Guise was waiting impatiently in the courtyard. “Besme, hast thou done it?” [he shouted]. “It is done, my lord,” [was the reply given]. Monsieur le Chevalier would not believe it unless he saw it with his eyes; “Throw him out of the window,” [was, therefore, the command]. Besme and one of his companions lifted up the body of the Admiral, who still breathing, clutched the window-frame. They flung him into the courtyard. The duke of Guise, wiping off the blood from his face with a handkerchief, said: “I know him, it is he;” and kicking the dead body with his foot, he hastened into the street, exclaiming: “Courage, comrades; we have begun well—now for the rest; the king commands it.”

Sixteen years and four months afterwards, on the 23rd of December, 1588, in the castle of Blois, the corpse of this same Henry of Guise was lying before Henry III., who, in like manner, kicked it in the face. Sovereign justice of God!

Coligny was fifty-five years and a half old. Since the peace of 1570, he every morning and evening read the sermons of Calvin upon the book of Job, saying that this history was his help and consolation in all his troubles. He also spent several hours of the day in writing his memoirs. These papers having been brought to the council after the massacre of Saint Bartholomew, were burned by the king’s order, lest they might increase regret for his death.

Some time after this event, when the English ambassador expressed his grief for the murder of Coligny, Catherine made answer to him: “Do you know that the Admiral recommended the king, as a matter of the last importance, to keep under the king of Spain, and also your mistress (Queen Elizabeth), as much as possible?” “Very true, madam,” replied the ambassador; “he was a bad Englishman, but a good Frenchman.”

Let us also cite a saying of Montesquieu: “The Admiral Coligny was assassinated, having only had the glory of the state at heart.”

XIII.

We are willing, whilst fulfilling our task, to abridge as far as possible the details of the massacre of Saint Bartholomew.

When the sun of the 24th of August rose upon Paris, all was tumult, disorder, and carnage; rivers of blood flowed in the streets; corpses of men, women, and children blocked up the doorways; on all sides groans, blasphemies, death-cries, and imprecations, were heard; ruffians by thousands insulted their victims before butchering them, and then loaded themselves with the spoils; the poniard, the pike, the knife, the sword, the arquebuse, every weapon of the soldier and the brigand, were brought into the service of this execrable slaughter; and the vile populace running after the murderers, finished the Huguenots, by mutilating them and dragging them in the mire, by a cord round the neck, to have their share also in this feast of cannibals.

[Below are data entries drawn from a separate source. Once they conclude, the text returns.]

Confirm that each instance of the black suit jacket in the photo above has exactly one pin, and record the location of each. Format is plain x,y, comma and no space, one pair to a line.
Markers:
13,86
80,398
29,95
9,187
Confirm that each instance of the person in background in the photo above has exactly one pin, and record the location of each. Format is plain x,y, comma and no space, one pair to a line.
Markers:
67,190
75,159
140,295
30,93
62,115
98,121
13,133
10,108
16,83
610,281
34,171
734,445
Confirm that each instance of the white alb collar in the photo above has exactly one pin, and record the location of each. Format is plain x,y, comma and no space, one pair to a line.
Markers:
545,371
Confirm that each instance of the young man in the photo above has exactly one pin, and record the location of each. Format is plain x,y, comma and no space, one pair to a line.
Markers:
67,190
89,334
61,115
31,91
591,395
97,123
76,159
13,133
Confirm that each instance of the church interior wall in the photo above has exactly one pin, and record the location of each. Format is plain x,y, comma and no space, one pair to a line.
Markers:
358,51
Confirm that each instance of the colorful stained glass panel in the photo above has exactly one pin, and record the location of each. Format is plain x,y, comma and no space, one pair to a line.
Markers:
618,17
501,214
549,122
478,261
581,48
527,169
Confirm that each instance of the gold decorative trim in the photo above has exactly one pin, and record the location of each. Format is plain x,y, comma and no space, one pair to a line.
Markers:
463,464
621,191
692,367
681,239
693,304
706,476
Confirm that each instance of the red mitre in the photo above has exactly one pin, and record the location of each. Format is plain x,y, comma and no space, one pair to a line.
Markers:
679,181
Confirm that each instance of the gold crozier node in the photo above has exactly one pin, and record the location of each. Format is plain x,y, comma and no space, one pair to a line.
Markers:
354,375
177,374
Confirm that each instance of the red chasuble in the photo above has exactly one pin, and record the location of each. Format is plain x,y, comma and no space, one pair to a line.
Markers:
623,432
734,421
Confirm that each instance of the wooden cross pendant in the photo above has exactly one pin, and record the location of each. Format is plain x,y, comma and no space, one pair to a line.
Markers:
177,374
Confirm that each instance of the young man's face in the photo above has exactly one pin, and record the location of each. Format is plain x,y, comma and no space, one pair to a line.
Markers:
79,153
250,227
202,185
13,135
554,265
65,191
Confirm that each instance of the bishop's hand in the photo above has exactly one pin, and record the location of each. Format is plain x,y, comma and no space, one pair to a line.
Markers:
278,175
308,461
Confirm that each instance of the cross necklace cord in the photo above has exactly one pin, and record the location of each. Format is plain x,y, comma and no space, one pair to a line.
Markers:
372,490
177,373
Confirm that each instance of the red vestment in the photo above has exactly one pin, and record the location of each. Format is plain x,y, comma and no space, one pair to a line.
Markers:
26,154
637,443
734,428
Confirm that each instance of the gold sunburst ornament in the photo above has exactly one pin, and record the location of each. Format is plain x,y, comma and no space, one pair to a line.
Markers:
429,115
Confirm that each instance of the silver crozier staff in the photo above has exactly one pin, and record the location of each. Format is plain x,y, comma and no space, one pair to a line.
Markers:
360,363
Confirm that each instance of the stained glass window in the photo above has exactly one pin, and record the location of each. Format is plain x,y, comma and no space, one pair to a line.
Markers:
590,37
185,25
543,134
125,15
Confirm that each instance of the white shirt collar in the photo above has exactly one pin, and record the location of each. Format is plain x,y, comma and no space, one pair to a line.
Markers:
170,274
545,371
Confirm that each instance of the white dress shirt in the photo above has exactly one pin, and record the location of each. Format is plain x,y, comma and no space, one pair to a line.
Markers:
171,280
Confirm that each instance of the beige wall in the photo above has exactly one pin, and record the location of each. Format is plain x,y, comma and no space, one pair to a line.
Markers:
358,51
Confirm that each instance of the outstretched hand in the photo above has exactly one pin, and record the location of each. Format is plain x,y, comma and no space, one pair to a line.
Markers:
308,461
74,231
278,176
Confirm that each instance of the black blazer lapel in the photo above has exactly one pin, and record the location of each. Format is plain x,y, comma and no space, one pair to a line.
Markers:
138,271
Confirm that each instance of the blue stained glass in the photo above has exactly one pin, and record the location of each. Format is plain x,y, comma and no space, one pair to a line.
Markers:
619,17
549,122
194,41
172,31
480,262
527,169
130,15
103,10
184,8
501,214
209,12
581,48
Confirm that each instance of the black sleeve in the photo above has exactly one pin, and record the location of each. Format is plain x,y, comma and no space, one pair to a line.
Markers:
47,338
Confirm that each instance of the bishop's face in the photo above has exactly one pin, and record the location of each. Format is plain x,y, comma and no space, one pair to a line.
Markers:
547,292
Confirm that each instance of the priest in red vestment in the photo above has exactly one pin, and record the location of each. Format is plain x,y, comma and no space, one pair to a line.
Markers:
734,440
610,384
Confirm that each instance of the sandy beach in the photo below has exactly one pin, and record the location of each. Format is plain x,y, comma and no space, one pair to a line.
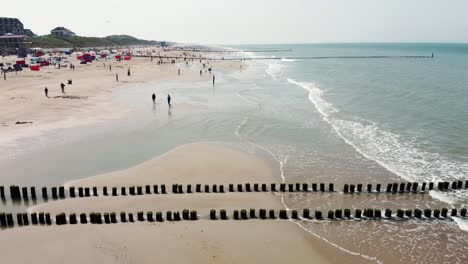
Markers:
203,241
26,111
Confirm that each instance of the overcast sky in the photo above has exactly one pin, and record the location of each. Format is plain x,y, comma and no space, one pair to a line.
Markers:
252,21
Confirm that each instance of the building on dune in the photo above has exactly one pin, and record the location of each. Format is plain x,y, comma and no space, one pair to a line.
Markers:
62,32
13,44
13,26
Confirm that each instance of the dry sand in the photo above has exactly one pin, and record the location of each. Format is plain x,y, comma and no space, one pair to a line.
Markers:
202,241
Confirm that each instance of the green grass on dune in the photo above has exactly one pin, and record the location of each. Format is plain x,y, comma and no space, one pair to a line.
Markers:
50,41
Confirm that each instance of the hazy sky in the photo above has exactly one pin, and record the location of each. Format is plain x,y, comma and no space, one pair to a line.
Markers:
252,21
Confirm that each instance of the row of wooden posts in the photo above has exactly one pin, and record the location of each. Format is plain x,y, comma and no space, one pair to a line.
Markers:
25,219
18,193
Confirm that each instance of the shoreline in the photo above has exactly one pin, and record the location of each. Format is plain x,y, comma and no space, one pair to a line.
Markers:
206,163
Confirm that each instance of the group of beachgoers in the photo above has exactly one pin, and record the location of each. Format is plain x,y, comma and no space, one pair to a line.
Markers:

At the Louvre, the Huguenots, brought up one after another between a double line of halberts, fell bleeding before they reached the end; and the ladies of the court, well worthy to be the mothers, the wives, and the sisters of assassins, came to gloat over the bodies of the victims.

It has been remarked that of so many brave men, who had a thousand times faced death on the field of battle, there was but one, Taverny, who sought to defend himself; and even he was a lawyer. The rest presented their throats to the poniard like women. A crime so monstrous overwhelmed their minds, and paralyzed their hands; and before they could recover themselves, they were no more.